Stoffels was a pupil at Dawid Bezuidenhout High School when she was brutally raped and murdered in a riverbed near the Windhoek College of Education in Khomasdal.
Judge Miller however shot down Fillipus’ other claims of wrongful arrest and unlawful detention as the action was instituted more than 12 months after the cause of action arose.
The claim for wrongful and unlawful arrest on July 27, 2010 and for doing so without a warrant, and without reasonable and probable cause of suspicion, for which he asked N$200,000 and the claim for wrongful detention of Fillipus for 291 days for which he wanted N$2 million for damages suffered, was thrown out by Judge Miller, but he ordered that the claim for wrongful prosecution of N$250,000 against the PG could be heard.

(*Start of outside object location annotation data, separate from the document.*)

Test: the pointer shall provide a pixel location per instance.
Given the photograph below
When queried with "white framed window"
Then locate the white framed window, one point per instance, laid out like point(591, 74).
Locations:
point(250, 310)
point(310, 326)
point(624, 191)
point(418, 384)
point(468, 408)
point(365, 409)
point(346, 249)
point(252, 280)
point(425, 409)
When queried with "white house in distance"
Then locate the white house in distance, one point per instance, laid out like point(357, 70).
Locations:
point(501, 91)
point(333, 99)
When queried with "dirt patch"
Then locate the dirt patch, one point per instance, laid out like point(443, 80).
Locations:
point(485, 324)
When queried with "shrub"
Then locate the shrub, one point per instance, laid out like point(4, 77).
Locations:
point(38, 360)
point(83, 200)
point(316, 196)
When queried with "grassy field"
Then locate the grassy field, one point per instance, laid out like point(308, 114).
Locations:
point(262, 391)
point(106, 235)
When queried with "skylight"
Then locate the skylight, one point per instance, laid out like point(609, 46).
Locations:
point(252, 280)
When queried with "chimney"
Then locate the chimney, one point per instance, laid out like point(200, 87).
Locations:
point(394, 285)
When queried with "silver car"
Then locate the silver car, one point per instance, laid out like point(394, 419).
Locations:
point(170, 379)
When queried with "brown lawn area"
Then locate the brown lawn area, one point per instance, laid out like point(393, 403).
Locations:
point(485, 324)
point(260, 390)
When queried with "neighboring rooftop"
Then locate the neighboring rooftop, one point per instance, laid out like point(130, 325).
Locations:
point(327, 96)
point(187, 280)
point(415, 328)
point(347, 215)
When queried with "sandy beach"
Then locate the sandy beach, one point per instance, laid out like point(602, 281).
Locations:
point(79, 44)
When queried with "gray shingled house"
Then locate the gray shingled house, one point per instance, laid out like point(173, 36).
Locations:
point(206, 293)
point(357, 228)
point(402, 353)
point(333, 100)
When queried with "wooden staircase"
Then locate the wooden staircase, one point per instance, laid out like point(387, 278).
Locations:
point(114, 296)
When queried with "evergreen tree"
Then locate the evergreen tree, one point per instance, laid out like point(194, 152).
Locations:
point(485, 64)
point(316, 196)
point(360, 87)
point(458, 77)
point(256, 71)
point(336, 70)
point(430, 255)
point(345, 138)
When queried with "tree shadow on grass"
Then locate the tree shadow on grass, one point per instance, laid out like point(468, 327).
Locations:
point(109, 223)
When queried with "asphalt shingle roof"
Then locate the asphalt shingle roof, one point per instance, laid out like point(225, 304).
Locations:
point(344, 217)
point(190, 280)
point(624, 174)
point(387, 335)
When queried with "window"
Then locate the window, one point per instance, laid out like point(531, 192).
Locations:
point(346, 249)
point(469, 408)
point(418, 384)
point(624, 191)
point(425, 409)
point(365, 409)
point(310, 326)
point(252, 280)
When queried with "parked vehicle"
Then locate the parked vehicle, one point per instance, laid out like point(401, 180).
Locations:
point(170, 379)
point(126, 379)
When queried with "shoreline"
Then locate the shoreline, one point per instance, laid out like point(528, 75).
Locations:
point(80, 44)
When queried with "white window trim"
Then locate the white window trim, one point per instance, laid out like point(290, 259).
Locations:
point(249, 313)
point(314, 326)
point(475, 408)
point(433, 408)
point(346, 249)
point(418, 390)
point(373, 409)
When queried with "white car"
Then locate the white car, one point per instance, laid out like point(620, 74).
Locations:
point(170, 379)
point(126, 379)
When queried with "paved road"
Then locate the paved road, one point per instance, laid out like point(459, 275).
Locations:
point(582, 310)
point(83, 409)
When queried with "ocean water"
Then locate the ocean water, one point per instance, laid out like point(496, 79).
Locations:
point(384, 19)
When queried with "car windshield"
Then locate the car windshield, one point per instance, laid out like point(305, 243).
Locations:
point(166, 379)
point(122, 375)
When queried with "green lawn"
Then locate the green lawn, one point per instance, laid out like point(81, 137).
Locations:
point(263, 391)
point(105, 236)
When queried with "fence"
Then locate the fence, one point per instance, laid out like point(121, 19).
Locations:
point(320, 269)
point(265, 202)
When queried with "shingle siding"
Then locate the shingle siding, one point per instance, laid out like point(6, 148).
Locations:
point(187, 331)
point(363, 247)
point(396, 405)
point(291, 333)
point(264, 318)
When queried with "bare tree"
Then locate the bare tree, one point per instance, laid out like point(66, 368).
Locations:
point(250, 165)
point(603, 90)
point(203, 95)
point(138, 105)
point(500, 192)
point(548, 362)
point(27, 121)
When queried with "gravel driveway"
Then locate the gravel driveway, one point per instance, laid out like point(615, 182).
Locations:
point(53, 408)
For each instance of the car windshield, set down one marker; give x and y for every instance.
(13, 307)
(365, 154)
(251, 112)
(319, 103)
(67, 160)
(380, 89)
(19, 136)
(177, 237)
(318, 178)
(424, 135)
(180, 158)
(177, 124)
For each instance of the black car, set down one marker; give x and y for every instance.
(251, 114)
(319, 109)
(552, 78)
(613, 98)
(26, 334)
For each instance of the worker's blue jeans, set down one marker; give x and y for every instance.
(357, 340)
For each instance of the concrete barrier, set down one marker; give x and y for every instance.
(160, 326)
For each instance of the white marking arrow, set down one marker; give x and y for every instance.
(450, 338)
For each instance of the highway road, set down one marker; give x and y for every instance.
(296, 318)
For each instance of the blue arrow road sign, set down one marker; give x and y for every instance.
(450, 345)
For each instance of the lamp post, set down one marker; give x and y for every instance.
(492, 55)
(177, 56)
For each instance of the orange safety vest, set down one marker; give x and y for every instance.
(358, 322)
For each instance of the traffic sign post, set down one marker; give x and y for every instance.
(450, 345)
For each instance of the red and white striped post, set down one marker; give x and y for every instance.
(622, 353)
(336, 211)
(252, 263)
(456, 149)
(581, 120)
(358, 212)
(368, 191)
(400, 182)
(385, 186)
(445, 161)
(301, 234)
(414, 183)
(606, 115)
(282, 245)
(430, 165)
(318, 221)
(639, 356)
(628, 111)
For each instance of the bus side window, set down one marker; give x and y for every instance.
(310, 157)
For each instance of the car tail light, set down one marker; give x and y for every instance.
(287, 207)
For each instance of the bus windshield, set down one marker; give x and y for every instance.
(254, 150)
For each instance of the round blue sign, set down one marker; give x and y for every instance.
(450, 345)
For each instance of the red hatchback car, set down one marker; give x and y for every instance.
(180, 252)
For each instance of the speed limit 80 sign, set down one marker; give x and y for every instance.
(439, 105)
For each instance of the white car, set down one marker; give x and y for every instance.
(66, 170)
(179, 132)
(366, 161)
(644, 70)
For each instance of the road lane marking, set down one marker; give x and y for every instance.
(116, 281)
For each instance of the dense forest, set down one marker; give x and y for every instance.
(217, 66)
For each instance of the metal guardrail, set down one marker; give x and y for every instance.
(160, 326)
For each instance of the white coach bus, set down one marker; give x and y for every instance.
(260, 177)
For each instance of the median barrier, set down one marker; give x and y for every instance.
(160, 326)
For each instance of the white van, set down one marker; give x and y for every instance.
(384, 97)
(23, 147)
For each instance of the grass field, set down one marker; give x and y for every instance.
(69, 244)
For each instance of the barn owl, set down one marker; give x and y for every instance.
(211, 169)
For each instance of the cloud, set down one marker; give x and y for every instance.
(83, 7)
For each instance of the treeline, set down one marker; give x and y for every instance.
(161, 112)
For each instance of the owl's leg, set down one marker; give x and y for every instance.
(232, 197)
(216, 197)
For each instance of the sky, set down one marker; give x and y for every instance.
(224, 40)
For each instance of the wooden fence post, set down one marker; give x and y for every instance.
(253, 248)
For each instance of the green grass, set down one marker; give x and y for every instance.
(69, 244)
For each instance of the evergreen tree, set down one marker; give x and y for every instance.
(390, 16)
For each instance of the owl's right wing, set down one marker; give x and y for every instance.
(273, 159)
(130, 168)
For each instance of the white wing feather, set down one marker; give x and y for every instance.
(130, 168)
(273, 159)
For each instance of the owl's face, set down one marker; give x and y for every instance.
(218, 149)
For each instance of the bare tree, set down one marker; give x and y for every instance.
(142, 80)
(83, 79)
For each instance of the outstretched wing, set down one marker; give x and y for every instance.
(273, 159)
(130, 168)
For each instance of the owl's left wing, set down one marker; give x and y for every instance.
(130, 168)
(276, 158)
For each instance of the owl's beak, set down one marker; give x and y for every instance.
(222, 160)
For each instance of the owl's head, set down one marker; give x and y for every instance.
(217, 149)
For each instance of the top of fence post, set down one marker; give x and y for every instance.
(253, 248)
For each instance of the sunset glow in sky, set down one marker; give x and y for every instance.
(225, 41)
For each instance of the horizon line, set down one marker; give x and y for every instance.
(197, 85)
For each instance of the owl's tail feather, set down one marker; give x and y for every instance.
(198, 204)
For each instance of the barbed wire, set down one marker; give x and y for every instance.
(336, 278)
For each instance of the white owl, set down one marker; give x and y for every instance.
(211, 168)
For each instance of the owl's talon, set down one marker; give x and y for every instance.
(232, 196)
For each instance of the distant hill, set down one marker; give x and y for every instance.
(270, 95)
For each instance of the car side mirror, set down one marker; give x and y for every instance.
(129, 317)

The PG then lodged an appeal in the Supreme Court but failed to secure leave to appeal from the High Court which resulted in the Supreme Court striking the matter from the roll and placing it back on the High Court roll.
According to Appeal Judge Dave Smuts who wrote the judgement with the concurrence of Deputy Chief Justice, Petrus Damaseb, and Acting Judge of Appeal Theo Frank, the order made by Judge Miller was interlocutory in nature and required leave to appeal from the High Court.
He further said the order to dismiss the special plea while incidental to the main dispute could have been raised on appeal once the matter was finalised. But, he said, crucially it did not dispose of Fillipus’ action and once finalised was appealable. Fillipus was arrested on July 27, 2010 after he was found washing himself and his clothes in a riverbed near the crime scene and he was charged with the brutal rape and murder of the schoolgirl after whom a bridge built in the vicinity was named in her memory.
Fillipus spent 191 days in custody and the charges against him were withdrawn on May 13, 2011 as a result of a purported lack of evidence against him.
Fillipus made headlines again in 2014 when he was arrested for bestiality for allegedly having sexual intercourse with a goat.
He also spent six months in jail for breaking into his aunt’s house at Onaghulo village, where he stayed, immediately after his release from custody in Windhoek in the Stoffels case.